If U.S. District Judge Richard Leon doesn't throw out the case against Stagliano and his companies, his attorneys at least want the court to conduct an evidentiary hearing to determine the true basis of the prosecutors' decision to select Stagliano for prosecution. They also are asking, in the alternative, to determine whether prosecutors engaged in forum shopping, prohibited by the Justice Department's own internal guidelines.

In another motion, Stagliano attorneys have asked Leon to throw out the seventh count of the indictment, which alleges the distribution of obscene materials in a manner, which "may be available to minors."
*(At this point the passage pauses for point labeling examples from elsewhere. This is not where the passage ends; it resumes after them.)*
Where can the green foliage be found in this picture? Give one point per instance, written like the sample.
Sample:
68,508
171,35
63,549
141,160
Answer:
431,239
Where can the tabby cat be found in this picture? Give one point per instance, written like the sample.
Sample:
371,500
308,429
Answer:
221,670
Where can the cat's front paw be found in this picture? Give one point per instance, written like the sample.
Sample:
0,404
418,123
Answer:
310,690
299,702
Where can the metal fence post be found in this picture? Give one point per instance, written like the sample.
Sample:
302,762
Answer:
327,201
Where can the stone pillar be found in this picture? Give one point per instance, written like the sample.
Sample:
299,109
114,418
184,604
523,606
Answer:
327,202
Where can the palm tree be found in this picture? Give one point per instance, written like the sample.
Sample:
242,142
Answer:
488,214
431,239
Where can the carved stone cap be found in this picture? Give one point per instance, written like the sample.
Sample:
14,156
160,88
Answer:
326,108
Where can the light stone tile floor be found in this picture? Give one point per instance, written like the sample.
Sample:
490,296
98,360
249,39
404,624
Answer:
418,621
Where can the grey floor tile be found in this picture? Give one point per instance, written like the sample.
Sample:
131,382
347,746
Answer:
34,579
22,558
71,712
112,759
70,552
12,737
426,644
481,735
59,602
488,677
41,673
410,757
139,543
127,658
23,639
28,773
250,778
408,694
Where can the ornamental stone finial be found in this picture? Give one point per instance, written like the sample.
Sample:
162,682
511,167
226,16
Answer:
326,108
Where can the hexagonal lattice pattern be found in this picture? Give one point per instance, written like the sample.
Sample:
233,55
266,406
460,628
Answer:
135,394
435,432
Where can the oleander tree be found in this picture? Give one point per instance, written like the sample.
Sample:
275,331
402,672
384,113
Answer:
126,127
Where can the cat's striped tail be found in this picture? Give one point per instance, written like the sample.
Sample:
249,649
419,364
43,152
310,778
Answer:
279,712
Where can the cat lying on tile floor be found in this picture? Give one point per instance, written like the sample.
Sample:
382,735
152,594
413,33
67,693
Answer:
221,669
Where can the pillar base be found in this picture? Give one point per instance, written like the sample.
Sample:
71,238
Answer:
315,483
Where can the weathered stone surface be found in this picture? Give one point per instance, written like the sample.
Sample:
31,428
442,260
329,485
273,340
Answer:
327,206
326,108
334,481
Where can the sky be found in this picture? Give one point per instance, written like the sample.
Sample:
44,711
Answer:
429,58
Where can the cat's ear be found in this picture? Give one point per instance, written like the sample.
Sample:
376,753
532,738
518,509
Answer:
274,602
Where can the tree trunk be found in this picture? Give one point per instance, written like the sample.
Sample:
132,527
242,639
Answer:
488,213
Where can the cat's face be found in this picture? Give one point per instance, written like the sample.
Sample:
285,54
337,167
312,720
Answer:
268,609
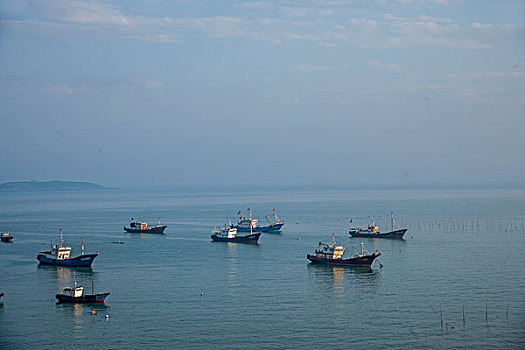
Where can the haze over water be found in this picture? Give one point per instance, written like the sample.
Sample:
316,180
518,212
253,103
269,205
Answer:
267,295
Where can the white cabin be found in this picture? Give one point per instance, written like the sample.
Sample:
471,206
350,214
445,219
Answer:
74,292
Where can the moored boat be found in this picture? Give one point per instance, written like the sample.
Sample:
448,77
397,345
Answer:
59,255
6,237
142,227
372,231
247,224
76,295
331,254
229,234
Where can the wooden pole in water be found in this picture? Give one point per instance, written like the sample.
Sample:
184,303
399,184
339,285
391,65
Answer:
487,307
463,309
441,311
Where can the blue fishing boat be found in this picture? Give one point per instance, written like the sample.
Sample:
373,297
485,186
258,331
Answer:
59,255
229,234
142,227
250,224
6,237
331,254
76,295
372,231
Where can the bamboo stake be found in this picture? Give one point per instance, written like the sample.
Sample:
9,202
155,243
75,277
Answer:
441,311
487,307
463,309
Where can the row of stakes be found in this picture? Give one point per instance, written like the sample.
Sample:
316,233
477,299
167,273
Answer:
463,311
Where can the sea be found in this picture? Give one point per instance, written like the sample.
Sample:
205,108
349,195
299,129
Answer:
456,280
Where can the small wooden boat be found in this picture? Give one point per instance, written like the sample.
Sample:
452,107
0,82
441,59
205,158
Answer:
59,255
142,227
330,254
6,237
373,231
76,295
250,224
229,234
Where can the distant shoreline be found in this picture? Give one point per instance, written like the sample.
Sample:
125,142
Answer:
55,185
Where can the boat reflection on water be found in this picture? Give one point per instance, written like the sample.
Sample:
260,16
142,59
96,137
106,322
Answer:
336,280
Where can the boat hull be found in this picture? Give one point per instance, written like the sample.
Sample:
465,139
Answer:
360,261
79,261
393,234
85,299
253,238
155,229
267,229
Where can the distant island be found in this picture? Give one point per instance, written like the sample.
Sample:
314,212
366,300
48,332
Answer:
48,186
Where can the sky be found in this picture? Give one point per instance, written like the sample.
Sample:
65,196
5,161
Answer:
216,93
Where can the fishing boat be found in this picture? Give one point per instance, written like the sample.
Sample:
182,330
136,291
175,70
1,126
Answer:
6,237
247,224
142,227
59,255
332,254
372,231
76,295
227,233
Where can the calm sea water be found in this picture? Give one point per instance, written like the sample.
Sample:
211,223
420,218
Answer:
459,243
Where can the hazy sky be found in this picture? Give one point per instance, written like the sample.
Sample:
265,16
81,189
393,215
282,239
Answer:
182,92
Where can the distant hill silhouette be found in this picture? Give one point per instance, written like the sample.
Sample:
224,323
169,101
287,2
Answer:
48,186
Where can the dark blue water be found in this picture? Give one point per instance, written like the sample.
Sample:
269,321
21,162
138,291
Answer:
459,243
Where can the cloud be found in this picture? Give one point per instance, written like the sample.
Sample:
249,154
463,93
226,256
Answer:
327,24
149,83
485,75
304,67
364,25
392,67
59,89
86,12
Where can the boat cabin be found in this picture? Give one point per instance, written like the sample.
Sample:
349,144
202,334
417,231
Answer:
61,253
248,222
76,292
330,251
141,225
229,232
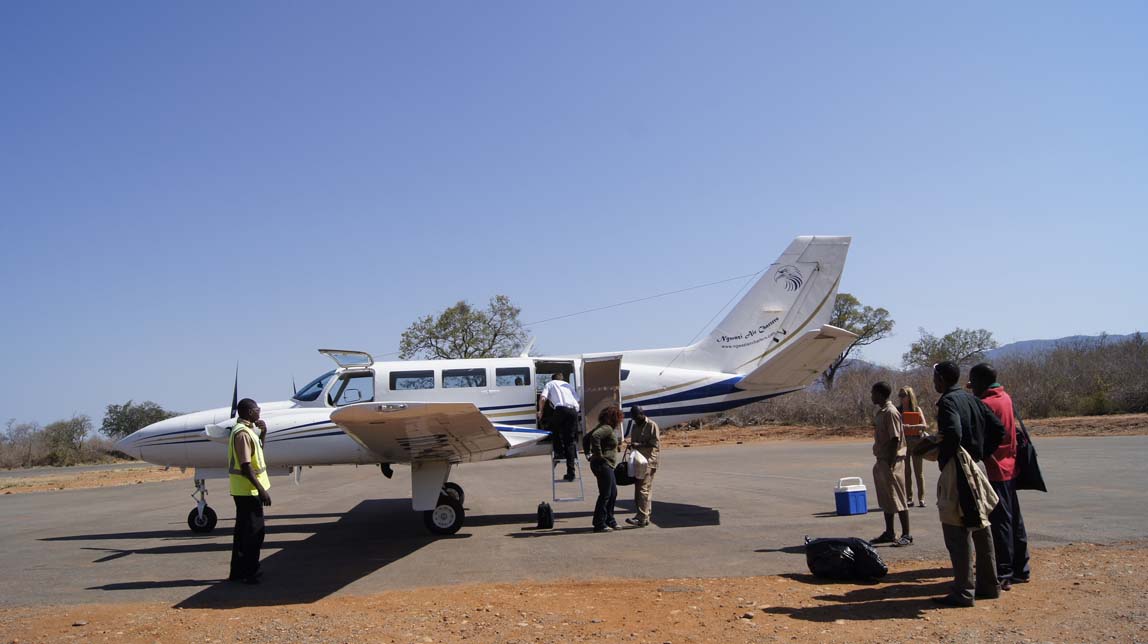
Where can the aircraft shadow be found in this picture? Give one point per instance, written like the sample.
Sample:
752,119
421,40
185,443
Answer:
367,537
335,553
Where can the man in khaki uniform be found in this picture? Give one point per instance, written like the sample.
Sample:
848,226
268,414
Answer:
889,472
645,437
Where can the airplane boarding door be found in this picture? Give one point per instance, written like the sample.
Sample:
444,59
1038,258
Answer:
602,386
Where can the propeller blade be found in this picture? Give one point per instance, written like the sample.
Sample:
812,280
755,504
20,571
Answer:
234,395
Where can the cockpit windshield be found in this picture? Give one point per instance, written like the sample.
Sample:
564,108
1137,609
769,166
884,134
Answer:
311,390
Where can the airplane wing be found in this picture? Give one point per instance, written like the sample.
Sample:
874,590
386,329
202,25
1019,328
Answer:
409,432
800,363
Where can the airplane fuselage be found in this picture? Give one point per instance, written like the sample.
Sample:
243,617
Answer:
300,432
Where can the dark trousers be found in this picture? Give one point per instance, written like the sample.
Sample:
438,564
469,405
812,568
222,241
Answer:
248,537
563,426
607,494
961,542
1009,537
"The cover page of the indictment clearly, and untruthfully, infers that the works were actually distributed to minors," a motion said. "Such evidence, argument and/or insinuation will be so prejudicial and inflammatory that the jury may be unable to follow and/or may consciously ignore any limiting instruction the court may give on the subject."

His attorneys also have filed a motion to move for a change of venue, if Leon doesn't dismiss all charges.

They point to the obscenity indictment of Barry Goldman, whose trial has been put on hold after the judge in the case moved over to the 3rd U.S. Circuit Court of Appeals. In the Goldman case, the defense claims that the Justice Department broke its own policy of transferring an indictment to another state.

Stagliano attorneys also contend that nearly all their witnesses and documents are based where most adult production studios operate.

"The expense, logistics ... it would be a nightmare," Gelbard said. "It makes more sense to have the trial in California."

Stagliano and his companies — Evil Angel Productions Inc. and John Stagliano Inc. —were indicted on seven counts for illegal possession, distribution and sale of the obscene materials.

FBI agents used the defendants' website to order two films, "Milk Nymphos" and "Storm Squirters 2 'Target Practice.'" An FBI agent in Washington also downloaded a free trailer called "Fetish Fanatic Chapter 5."

Stagliano's trial date is set for July 7.